Oireachtas Joint and Select Committees

Tuesday, 16 November 2021

Joint Oireachtas Committee on Education and Skills

Leaving Certificate Reform: Discussion (Resumed)

Photo of Pauline O'ReillyPauline O'Reilly (Green Party) | Oireachtas source

I thank all of our guests for attending today. I had to step out, but I was listening in my office. I thank them for their contributions. First, to Professor Collins, the argument about the education system is that its very function is to maintain social order and to control the social order. This offers us the opportunity to look at what social order we want and, therefore, what part education plays in that. I feel very strongly about this issue. I have guest lectured in pedagogy for several years. I see the students who come out of school and the narrow-mindedness of some of them. Others really want to explore things. The education system has worked for some, but the people on either margin are the ones who suffer. I told the Minister, Deputy Harris, last week that I do not think it is only about vocational skills and apprenticeships. I strongly feel people who are very gifted academically are also fundamentally failed by the system. That must be addressed. It is too easy to look at this as a question of developing apprenticeships or developing an education system around what our economy needs. That is not what education should be about; it should be about thinking. I enjoyed what Dr. Gleeson said about knowing, doing and being, from that perspective, because we do not know what the future holds.

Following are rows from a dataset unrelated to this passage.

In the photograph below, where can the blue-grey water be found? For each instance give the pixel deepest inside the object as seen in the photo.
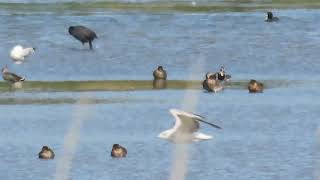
(273, 135)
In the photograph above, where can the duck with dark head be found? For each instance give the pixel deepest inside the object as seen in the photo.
(160, 73)
(159, 78)
(211, 84)
(9, 76)
(118, 151)
(255, 86)
(46, 153)
(83, 34)
(270, 17)
(222, 76)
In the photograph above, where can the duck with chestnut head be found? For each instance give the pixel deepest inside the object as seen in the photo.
(211, 84)
(9, 76)
(46, 153)
(255, 86)
(270, 17)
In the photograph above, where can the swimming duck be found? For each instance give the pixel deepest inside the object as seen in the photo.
(18, 53)
(159, 84)
(222, 76)
(255, 86)
(10, 77)
(270, 17)
(46, 153)
(211, 84)
(118, 151)
(83, 34)
(160, 73)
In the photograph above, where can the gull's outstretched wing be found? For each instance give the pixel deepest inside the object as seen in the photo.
(188, 122)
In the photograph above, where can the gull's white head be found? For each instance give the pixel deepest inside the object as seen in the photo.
(164, 134)
(18, 53)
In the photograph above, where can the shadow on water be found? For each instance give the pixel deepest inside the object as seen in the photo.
(85, 8)
(136, 85)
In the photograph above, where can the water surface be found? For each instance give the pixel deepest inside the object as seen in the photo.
(273, 135)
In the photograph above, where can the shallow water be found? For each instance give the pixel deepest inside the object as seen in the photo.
(273, 135)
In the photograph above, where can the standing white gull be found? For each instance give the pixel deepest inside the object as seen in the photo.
(185, 128)
(18, 53)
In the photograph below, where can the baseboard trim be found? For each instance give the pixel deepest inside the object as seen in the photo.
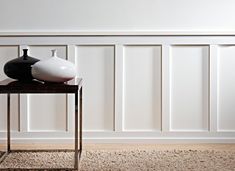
(169, 140)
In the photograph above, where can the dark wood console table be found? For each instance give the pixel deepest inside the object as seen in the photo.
(10, 86)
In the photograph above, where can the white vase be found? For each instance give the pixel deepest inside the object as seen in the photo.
(54, 69)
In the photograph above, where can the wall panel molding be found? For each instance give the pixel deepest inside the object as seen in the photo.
(111, 65)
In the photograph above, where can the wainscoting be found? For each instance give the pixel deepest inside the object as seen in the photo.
(136, 89)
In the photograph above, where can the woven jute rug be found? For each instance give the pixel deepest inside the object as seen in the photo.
(121, 160)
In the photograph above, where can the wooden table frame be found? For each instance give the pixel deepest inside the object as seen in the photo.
(10, 86)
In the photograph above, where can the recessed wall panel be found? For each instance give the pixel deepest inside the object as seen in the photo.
(142, 88)
(189, 82)
(226, 88)
(96, 66)
(8, 53)
(47, 109)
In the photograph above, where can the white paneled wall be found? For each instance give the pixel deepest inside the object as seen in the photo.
(189, 67)
(226, 84)
(136, 89)
(142, 87)
(96, 65)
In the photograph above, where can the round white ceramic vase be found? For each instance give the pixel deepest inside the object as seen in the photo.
(54, 69)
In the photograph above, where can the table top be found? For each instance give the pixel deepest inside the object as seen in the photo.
(35, 86)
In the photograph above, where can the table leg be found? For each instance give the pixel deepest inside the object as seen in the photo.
(76, 132)
(80, 119)
(8, 124)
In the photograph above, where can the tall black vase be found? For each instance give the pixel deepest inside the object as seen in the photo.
(20, 68)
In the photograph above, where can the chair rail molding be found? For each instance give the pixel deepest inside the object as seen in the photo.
(140, 87)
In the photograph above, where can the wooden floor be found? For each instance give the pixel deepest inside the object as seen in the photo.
(230, 147)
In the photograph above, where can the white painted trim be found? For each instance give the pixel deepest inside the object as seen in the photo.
(213, 87)
(166, 88)
(119, 88)
(117, 32)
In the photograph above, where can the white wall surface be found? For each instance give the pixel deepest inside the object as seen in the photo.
(169, 88)
(119, 15)
(136, 89)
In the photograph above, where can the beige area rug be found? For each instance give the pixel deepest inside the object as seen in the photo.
(121, 160)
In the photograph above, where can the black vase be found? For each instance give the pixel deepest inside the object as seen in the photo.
(20, 68)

A few questions came up about what others are doing and whether there is anything better out there. If COP26 has taught us anything, it is not to look at the lowest common denominator. We now have a chance. The programme for Government provides for a citizens' assembly on education. This committee, the NCCA - faults and all that I recognise - and the Department are all doing work. There is a moment now where we could leap forward. We could be leaders and we could look at all of the problems. As Professor Looney has stated, when you think about the context we are in at the moment and the massive challenges nobody predicted, now is the opportunity to make these massive changes.

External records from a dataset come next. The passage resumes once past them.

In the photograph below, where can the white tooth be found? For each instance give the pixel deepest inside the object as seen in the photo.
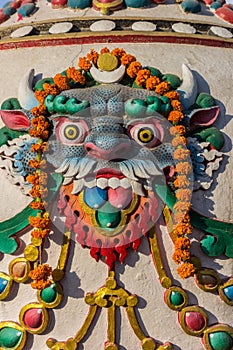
(139, 169)
(63, 167)
(90, 183)
(67, 180)
(73, 167)
(137, 188)
(114, 182)
(102, 183)
(148, 186)
(78, 185)
(85, 167)
(125, 183)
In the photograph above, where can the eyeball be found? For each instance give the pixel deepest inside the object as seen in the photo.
(71, 133)
(147, 134)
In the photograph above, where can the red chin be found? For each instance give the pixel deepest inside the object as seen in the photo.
(107, 173)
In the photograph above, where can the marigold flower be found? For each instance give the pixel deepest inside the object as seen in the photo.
(42, 272)
(183, 168)
(33, 179)
(37, 205)
(178, 129)
(33, 163)
(181, 181)
(39, 222)
(35, 191)
(182, 229)
(40, 133)
(39, 110)
(142, 77)
(104, 50)
(75, 75)
(41, 95)
(127, 59)
(179, 141)
(182, 243)
(182, 206)
(186, 270)
(175, 117)
(178, 217)
(51, 89)
(40, 284)
(40, 147)
(133, 69)
(93, 56)
(177, 106)
(180, 255)
(181, 153)
(84, 63)
(184, 194)
(39, 233)
(162, 88)
(118, 52)
(61, 81)
(151, 82)
(173, 95)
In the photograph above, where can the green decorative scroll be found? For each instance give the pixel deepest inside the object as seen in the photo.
(212, 135)
(220, 238)
(8, 228)
(8, 134)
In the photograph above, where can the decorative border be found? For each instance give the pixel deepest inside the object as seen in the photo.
(118, 37)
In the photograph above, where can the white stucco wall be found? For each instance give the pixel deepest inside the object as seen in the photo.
(138, 274)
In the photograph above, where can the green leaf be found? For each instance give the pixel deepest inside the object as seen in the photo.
(219, 239)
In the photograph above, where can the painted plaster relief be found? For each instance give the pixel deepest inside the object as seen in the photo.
(110, 153)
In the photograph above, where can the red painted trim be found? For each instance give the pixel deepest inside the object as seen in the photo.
(127, 38)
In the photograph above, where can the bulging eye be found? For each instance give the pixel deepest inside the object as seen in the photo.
(145, 135)
(149, 135)
(72, 133)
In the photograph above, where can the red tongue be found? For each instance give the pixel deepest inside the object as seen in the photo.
(120, 197)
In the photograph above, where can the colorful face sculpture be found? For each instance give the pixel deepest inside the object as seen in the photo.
(127, 145)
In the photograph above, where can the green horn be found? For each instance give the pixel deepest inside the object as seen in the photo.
(49, 103)
(60, 104)
(74, 105)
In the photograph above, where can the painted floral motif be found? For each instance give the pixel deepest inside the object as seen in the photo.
(119, 145)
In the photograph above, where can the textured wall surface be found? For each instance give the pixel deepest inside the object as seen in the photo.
(213, 67)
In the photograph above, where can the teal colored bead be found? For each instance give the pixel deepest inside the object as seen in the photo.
(108, 217)
(137, 3)
(95, 197)
(192, 6)
(79, 4)
(9, 10)
(3, 284)
(221, 341)
(228, 291)
(26, 10)
(49, 294)
(9, 337)
(176, 298)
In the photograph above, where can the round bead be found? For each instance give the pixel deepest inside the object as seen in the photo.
(49, 294)
(176, 298)
(195, 321)
(221, 341)
(9, 337)
(33, 318)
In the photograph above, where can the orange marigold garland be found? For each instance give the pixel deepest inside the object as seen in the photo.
(41, 275)
(182, 225)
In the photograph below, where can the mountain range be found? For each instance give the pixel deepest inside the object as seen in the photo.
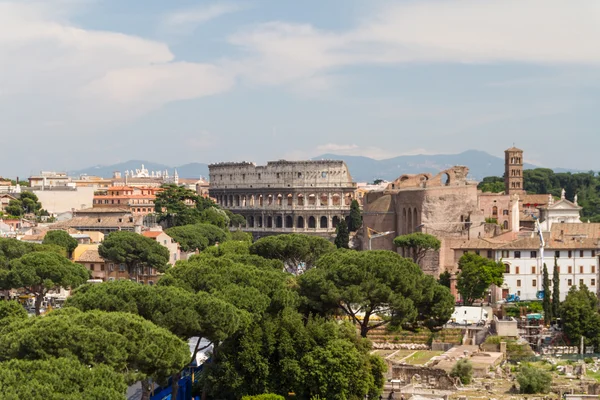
(362, 169)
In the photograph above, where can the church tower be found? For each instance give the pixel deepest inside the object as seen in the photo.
(513, 171)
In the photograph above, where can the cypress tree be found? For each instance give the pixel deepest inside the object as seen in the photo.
(556, 290)
(355, 220)
(546, 303)
(342, 236)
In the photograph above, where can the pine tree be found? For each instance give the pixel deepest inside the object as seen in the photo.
(355, 217)
(546, 303)
(342, 235)
(556, 290)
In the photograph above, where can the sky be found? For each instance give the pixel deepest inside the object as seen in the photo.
(87, 82)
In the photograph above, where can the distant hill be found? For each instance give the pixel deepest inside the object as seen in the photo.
(364, 169)
(192, 170)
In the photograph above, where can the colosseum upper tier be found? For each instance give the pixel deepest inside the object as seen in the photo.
(285, 196)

Professors Stobart and Hyland both made an interesting point on the willingness of teachers to move ahead with a different way of doing things. We have seen, during the pandemic, how the leaving certificate has changed. Students changed it, if you ask me. They had not done that before. There was a certain amount of that kind of difference in approach to assessment. Perhaps there is an opportunity there that we have not seen for the past 40 years.

We should not forget that by being overly practical. While all of us, as thinkers and policymakers, want to be practical and have a practical route, we might also want a quite imaginative route. Those are my few thoughts on the matter. We are now having a fairly broad discussion. I would welcome further thoughts from the delegates. I have been very concerned about siloing generally since I entered politics. While I am concerned about different Departments doing different things, I believe the amount of siloing within one Department is incredible, as is evident when we look at the work of the NCCA. As has been pointed out, that its work is being done at the same time as the kind of work we are doing makes absolutely no sense. How can we be persuasive? Since everything the delegates are saying will go on the record, how can they persuade people that it is critical that we break down the barriers, remove the opaqueness, stop infantilising individuals who are almost adults, regard teaching as mentorship rather than instruction, and assess what adults have managed to instruct almost-adults on.